Le journalisme est doublement en danger à cause du phénomène de fake news. Certains journalistes de presse d’opinion franchissent la ligne rouge et diffusent de fausses nouvelles sous forme d’information journalistique. Les fausses informations diffusées par des non journalistes prennent le dessus sur des informations dignes de foi. Il est toujours question de défendre le pluralisme journalistique et de combattre la désinformation. L’origine des informations est souvent indéfinie, car le phénomène n’est observable que lorsqu’il se propage. Combattre les intox, les mensonges et les fausses nouvelles par la vérification, le recoupement par plusieurs sources, la vérification des faits, c’est une manière d’assumer sa responsabilité dans la diffusion des informations.

A priori, la fausse nouvelle est plus puissante que la vraie information. Cela s’explique par le fait qu’il y a des millions de sources de fake news potentielles alors que les médias ou organismes qui s’obligent à diffuser des informations dignes de confiance se comptent par milliers. Le public contribue à accélérer la propagation d’une fausse nouvelle via des sites webs ou les réseaux sociaux. Une prise de conscience des médias et des journalistes est nécessaire pour promouvoir la vraie information. Se donner le temps et les moyens de vérifier est primordial. L’autorégulation est à privilégier pour que les mesures législatives ne tombent pas dans la censure. Les initiatives pour donner aux citoyens des outils pour détecter les fausses informations ou évaluer la qualité des informations véridiques se multiplient.
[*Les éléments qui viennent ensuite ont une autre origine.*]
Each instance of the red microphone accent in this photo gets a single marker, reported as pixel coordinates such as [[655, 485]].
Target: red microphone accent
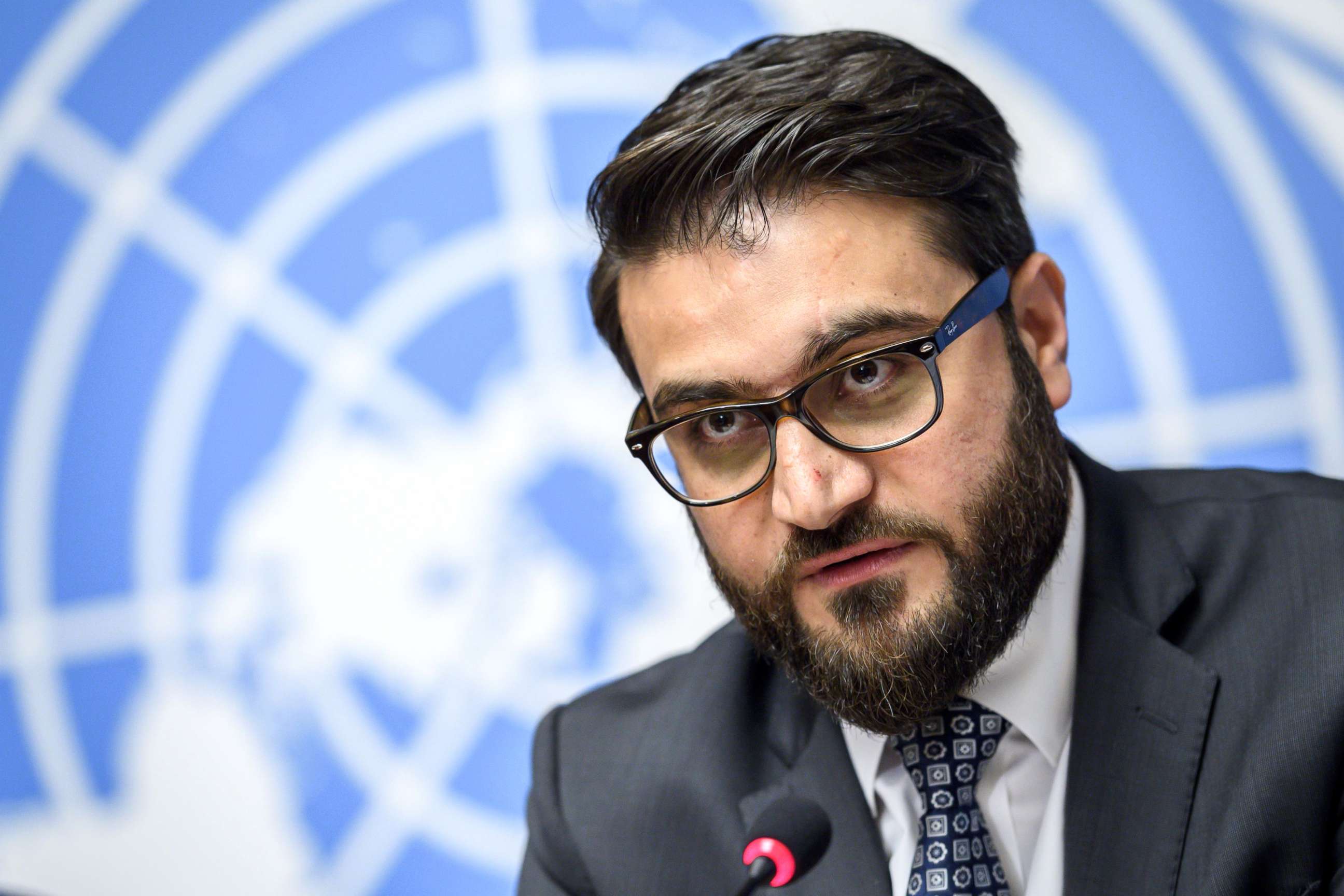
[[776, 852]]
Facebook est inextricablement lié à la propagation de fake news, bien plus que les autres réseaux sociaux. Mark Zuckerberg souligne la capacité des réseaux sociaux de diffuser rapidement les informations. « Il y a beaucoup trop de sensationnalisme, de désinformation et de polarisation dans le monde aujourd’hui », reconnait le jeune patron. Engagé plus que jamais dans la lutte contre les contenus problématiques, Facebook veut impliquer ses utilisateurs dans l’évaluation des sources d’informations sur sa plate-forme. Les informations vérifiables seront mises en valeur sur les fils d’actualités. Cela va « modifier l’équilibre des informations en faveur de sources qui sont considérées comme fiables ». Malheureusement, une seule diffusion de fake news peut être fatale.